The resulting phase shift Δφ(ν) between the red and green output signals (Figure 3B) can be used to extract the folding/unfolding kinetics from the data. We use a kinetic two-state model with time-dependent free energy and quantum yields.^[11] From the model parameters, a two-state kinetic master equation is solved, the time-dependent rate coefficients can be calculated, and donor and acceptor fluorescence signals are calculated. Finally, the simulated phase shift Δφ(ν) is calculated from the simulated fluorescence signals and compared with the obtained experimental phase shift between the green and red acquired signals (see Methods). The suitability of such simple kinetic master equation models^[8] has been tested by comparison with Brownian dynamics simulations.^[19]

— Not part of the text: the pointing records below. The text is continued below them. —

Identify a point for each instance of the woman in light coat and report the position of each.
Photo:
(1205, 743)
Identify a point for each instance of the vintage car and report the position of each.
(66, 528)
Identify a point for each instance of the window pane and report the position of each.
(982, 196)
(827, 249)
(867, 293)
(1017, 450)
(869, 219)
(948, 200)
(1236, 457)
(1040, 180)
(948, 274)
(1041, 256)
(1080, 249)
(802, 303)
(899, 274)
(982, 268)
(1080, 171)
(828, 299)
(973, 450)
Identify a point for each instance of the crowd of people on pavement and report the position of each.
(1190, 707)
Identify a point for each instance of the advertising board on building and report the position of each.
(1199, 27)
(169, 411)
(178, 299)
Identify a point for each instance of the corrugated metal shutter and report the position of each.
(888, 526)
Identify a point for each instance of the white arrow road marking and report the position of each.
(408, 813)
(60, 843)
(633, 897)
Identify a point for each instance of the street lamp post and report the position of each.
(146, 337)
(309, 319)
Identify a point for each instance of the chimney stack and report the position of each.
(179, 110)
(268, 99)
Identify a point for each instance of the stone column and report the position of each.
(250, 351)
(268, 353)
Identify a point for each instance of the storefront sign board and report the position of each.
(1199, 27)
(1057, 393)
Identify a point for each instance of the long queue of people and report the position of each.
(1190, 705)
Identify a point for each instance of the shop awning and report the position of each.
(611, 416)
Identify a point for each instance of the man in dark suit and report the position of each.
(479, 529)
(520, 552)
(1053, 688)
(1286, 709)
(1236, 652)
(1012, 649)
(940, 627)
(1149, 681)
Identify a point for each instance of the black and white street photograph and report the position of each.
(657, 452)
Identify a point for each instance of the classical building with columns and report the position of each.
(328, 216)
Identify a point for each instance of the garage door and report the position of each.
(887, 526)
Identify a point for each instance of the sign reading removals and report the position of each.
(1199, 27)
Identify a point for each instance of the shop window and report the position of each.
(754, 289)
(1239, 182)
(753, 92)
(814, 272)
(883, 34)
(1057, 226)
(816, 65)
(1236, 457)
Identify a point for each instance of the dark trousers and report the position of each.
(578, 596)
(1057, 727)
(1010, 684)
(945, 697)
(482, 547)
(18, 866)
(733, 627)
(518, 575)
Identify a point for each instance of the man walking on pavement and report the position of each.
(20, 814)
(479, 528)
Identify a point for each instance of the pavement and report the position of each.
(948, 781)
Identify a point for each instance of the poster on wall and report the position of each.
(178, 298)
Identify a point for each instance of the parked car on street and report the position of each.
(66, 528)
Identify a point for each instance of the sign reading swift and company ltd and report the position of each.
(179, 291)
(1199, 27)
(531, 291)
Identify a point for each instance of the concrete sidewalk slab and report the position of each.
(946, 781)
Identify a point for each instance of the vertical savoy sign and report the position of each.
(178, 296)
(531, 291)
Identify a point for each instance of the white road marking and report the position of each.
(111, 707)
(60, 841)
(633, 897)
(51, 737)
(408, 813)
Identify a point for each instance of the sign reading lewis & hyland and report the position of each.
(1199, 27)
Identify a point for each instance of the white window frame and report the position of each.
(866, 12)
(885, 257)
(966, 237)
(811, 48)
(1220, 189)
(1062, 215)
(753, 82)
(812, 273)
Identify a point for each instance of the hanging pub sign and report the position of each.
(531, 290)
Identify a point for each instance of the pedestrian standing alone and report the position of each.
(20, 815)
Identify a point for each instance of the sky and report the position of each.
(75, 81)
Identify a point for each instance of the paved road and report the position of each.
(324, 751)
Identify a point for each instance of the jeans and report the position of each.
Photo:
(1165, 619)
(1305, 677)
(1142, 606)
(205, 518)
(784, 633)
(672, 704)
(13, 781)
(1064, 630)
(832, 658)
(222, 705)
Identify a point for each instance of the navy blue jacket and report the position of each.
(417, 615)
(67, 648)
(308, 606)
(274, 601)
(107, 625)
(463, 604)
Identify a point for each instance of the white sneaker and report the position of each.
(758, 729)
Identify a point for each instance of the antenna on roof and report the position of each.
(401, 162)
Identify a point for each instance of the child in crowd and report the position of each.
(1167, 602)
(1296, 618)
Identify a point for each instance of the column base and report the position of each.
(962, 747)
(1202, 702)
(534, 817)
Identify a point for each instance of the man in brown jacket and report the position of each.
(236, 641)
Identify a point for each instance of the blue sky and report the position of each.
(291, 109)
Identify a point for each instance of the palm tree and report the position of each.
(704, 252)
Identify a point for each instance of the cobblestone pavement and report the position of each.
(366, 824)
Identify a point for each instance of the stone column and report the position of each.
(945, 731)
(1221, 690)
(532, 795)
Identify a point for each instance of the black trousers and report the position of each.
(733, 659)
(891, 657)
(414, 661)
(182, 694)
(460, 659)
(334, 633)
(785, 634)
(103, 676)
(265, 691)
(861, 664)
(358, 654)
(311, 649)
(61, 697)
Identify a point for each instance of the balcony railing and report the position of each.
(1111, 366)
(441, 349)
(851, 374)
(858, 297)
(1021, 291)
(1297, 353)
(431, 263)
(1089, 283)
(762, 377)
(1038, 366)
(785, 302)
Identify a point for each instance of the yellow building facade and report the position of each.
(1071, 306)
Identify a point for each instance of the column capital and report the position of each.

Figure 4 shows the experimental data (red) and the computed phase shift (black), after the model parameters have been optimized by least squares fitting. Table 1 shows the optimized model parameters and 1 σ uncertainty for the model fit in Figure 4 (see Methods, Data Analysis). As expected, the phase difference Δφ between green and red is small at low driving frequency. Δφ increases as ν approaches the unimolecular reaction rate k_obs, Eventually Δφ decreases again: If the reaction is driven at ν>k_obs, the reaction amplitude decreases, so the quantum yield modulation, which has Δφ=0 dominates the signal. The activation barrier determined for this reaction is ΔG^† = 22.3±0.1 kJ/mole, assuming a prefactor of k_m≈(5 μs)⁻¹ in the equation k_i=k_m exp(−ΔG^†/RT) for the rate coefficients. The value of k_m is chosen close to the “speed limit” of protein folding,^{[20, 21]} with an upwards adjustment because VlsE is much larger than the mini proteins for which the speed limit has been estimated.^{[22, 23]} At 38 °C, the fitted kinetic and thermodynamic parameters yield a reaction rate k_obs ≈ (0.7 s)⁻¹, in agreement with conventional T-jump measurements.^[12]

Figure 4.

Experimental phase shift between the donor and acceptor fluorescence (red circles) of the VLSE protein. The least-squares fit to a two-state model including temperature-dependent donor and acceptor quantum yield is shown as a black curve. Small glitches in the black fit are numerical errors due to sampling the phase at 0.5° increments in the simulation (see SI).

Table 1.

Experimental folding parameters and FRET parameters for VlsE, obtained by least squares fitting of the measured denaturation curve in Figure 2 and the measured phase curve in Figure 4.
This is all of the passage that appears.